I'm kind of LMAO because of course those places have turned into that. Look who runs them and look at the execs running it. These are not college grads literally living there and need to unwind while at work.

A lot of software companies especially the new ones who want young talent are running exactly the same as startups were 20 years ago just a lot more flashy and newer toys.

[–] stoly@lemmy.world 8 points 2 days ago

I worked for one of those 20 year startups. It was awful. Basically there was no drive, no vision. The entire place was a lot of faff and only existed to give bonuses to leadership. All of the interesting and motivated employees moved on long ago leaving only the mediocre types who play political games and favorites. I needed A job and took it when offered, but took the next job as soon as I could get out. I watched many others cycle through, some a lot faster than I did (I was waiting for a specific position to open).

[–] onion_dude@feddit.uk 5 points 2 days ago (3 children)

I wonder if it's inevitable that anywhere with enough humans working together will reach this point eventually?

[–] Devmapall@lemmy.zip 16 points 2 days ago

When money and power are funneled to the few then yes. Something more cooperative or democratic probably wouldn't have the same intensity of the problem.

I think it's only inevitable because of how our society is structured.

[–] stoly@lemmy.world 12 points 2 days ago

No, not really. Where I work now is fantastic and we have great leadership. The moment your original visionary leader leaves and someone with an MBA gets in their place, it all goes to shit. This is LITERALLY what happened to Google and to Apple. Both super dynamic companies with great culture who were then gutted to generate shareholder value.

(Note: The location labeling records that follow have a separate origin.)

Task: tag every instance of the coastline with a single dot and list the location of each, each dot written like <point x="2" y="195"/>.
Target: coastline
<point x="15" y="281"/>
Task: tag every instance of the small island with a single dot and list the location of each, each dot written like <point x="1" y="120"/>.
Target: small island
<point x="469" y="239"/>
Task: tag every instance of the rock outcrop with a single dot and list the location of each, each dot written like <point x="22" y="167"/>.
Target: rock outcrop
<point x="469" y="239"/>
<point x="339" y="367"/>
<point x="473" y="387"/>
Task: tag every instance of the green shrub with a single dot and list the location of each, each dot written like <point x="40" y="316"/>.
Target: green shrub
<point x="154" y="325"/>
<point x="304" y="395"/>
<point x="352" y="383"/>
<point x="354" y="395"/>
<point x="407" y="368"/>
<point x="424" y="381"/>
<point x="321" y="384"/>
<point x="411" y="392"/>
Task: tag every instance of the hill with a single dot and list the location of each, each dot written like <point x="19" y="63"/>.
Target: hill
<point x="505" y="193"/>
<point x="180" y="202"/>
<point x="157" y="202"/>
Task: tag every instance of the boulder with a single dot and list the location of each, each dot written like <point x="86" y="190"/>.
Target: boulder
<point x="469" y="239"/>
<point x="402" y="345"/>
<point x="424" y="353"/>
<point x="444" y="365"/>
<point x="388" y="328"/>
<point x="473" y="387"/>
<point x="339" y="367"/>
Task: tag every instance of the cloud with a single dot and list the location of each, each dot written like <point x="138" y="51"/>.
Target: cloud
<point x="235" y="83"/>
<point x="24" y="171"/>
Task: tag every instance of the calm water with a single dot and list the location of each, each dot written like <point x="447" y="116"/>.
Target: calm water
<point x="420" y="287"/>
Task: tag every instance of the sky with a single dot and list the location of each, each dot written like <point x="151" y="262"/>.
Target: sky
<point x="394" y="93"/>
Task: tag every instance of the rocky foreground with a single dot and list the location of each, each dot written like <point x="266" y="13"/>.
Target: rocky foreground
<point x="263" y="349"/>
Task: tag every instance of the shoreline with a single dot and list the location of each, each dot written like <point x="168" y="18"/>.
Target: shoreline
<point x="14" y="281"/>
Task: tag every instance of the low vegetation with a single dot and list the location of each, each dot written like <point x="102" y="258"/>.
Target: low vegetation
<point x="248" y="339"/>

[–] panda_abyss@lemmy.ca 2 points 2 days ago (1 children)

From what I’ve seen it starts with a few people who abuse the niceties, or the first downturn, or both, and suddenly they’ve got an excuse to strip it all back.

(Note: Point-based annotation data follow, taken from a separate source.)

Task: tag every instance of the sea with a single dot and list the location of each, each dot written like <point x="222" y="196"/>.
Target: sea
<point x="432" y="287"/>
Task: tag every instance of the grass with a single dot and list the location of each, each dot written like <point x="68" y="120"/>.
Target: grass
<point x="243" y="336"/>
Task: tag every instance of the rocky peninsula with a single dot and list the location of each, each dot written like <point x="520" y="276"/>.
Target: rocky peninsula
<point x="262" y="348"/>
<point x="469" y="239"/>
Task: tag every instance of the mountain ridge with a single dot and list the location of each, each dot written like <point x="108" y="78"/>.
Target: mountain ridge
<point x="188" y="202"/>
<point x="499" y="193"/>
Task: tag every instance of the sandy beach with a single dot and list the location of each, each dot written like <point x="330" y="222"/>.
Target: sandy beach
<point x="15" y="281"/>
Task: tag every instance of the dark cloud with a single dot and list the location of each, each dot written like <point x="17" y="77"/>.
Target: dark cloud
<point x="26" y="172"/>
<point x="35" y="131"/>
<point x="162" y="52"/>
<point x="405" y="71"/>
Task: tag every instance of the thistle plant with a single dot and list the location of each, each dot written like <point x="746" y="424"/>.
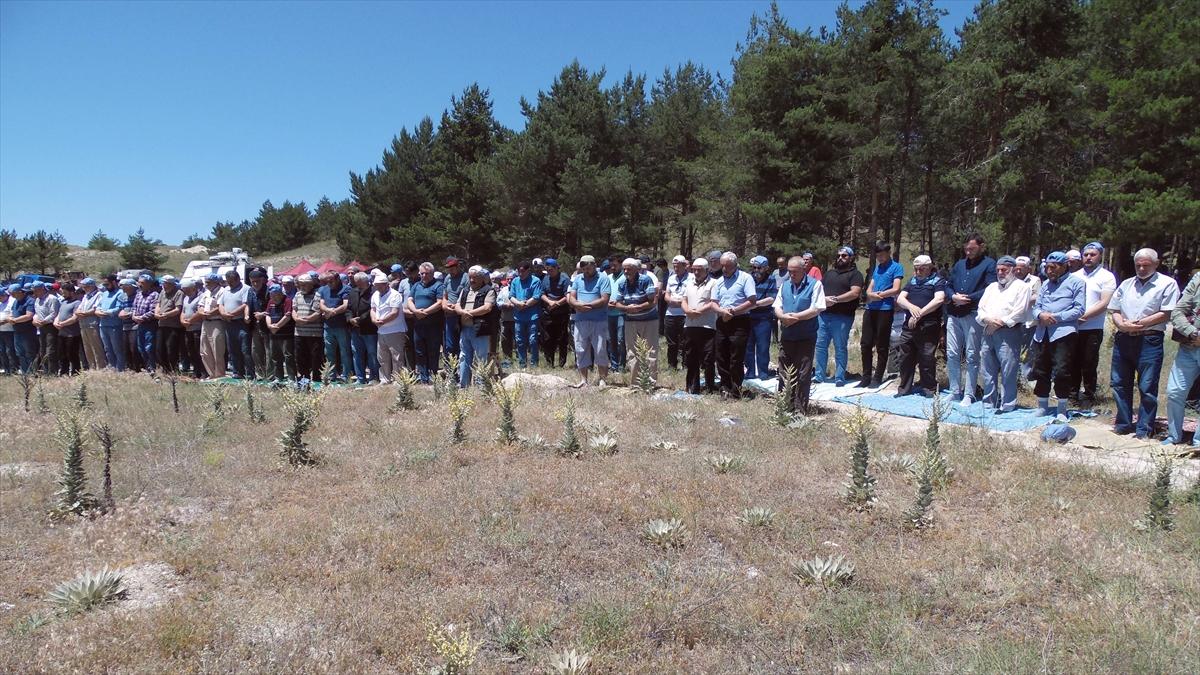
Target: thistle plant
<point x="105" y="435"/>
<point x="88" y="591"/>
<point x="405" y="383"/>
<point x="72" y="495"/>
<point x="645" y="380"/>
<point x="570" y="443"/>
<point x="665" y="533"/>
<point x="1158" y="515"/>
<point x="859" y="487"/>
<point x="508" y="398"/>
<point x="304" y="407"/>
<point x="460" y="407"/>
<point x="823" y="572"/>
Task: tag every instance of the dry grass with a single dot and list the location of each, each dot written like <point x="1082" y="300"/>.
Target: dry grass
<point x="336" y="567"/>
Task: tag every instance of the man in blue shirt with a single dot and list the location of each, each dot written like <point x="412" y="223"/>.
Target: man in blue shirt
<point x="970" y="278"/>
<point x="525" y="296"/>
<point x="735" y="294"/>
<point x="761" y="320"/>
<point x="881" y="292"/>
<point x="1057" y="309"/>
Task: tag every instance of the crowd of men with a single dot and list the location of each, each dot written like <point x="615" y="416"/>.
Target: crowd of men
<point x="1002" y="321"/>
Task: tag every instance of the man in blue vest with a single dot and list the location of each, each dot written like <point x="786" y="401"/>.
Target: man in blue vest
<point x="797" y="305"/>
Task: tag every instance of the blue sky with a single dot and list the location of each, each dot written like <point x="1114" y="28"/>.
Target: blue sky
<point x="175" y="115"/>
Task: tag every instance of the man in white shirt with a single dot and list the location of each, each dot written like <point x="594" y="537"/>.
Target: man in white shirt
<point x="1002" y="314"/>
<point x="1140" y="309"/>
<point x="1101" y="284"/>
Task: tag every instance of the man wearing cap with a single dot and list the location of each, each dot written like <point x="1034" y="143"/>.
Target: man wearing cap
<point x="475" y="309"/>
<point x="882" y="288"/>
<point x="1003" y="310"/>
<point x="735" y="294"/>
<point x="1140" y="308"/>
<point x="525" y="296"/>
<point x="1101" y="285"/>
<point x="1057" y="311"/>
<point x="310" y="329"/>
<point x="636" y="297"/>
<point x="557" y="315"/>
<point x="46" y="311"/>
<point x="673" y="323"/>
<point x="589" y="298"/>
<point x="213" y="328"/>
<point x="429" y="327"/>
<point x="192" y="322"/>
<point x="757" y="357"/>
<point x="453" y="284"/>
<point x="843" y="286"/>
<point x="235" y="312"/>
<point x="970" y="278"/>
<point x="388" y="315"/>
<point x="171" y="329"/>
<point x="89" y="324"/>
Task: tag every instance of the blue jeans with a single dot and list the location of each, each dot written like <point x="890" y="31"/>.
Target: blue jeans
<point x="1185" y="372"/>
<point x="616" y="342"/>
<point x="1001" y="358"/>
<point x="239" y="350"/>
<point x="148" y="338"/>
<point x="963" y="335"/>
<point x="759" y="348"/>
<point x="337" y="351"/>
<point x="832" y="328"/>
<point x="365" y="356"/>
<point x="527" y="341"/>
<point x="472" y="350"/>
<point x="112" y="338"/>
<point x="1141" y="354"/>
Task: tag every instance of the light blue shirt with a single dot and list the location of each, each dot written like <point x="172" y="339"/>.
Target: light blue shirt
<point x="1063" y="299"/>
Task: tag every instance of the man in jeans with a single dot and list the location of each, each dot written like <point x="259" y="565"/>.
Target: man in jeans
<point x="970" y="278"/>
<point x="881" y="292"/>
<point x="843" y="286"/>
<point x="1140" y="309"/>
<point x="1057" y="310"/>
<point x="1186" y="369"/>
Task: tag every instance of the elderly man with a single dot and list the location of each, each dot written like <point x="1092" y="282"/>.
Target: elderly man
<point x="213" y="328"/>
<point x="1186" y="369"/>
<point x="735" y="294"/>
<point x="46" y="311"/>
<point x="310" y="329"/>
<point x="479" y="318"/>
<point x="762" y="317"/>
<point x="171" y="329"/>
<point x="364" y="332"/>
<point x="589" y="297"/>
<point x="1057" y="311"/>
<point x="636" y="297"/>
<point x="1003" y="309"/>
<point x="1101" y="285"/>
<point x="843" y="286"/>
<point x="797" y="306"/>
<point x="424" y="303"/>
<point x="922" y="302"/>
<point x="969" y="279"/>
<point x="1140" y="308"/>
<point x="525" y="296"/>
<point x="388" y="315"/>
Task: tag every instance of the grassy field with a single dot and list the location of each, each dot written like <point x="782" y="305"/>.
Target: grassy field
<point x="1032" y="565"/>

It’s always one or the other that starts it. You have an office game console and someone brings their kids who spill pop on it or they take the games home. You get that guy who takes a box of snacks home and the CEO complains for like 2 years about it. You get someone who orders pay per view on a business trip. Etc.

Once you get to like 300 employees this threshold starts getting reliably exceeded.

[–] DireTech@sh.itjust.works 2 points 1 day ago (1 children)

Since when is a 300 person company a startup? I feel like you lose any claim to that long before you hit 100.

[–] panda_abyss@lemmy.ca 1 points 1 day ago

Yeah, but that’s the size where things definitely start dying.

50 is probably my ideal company size.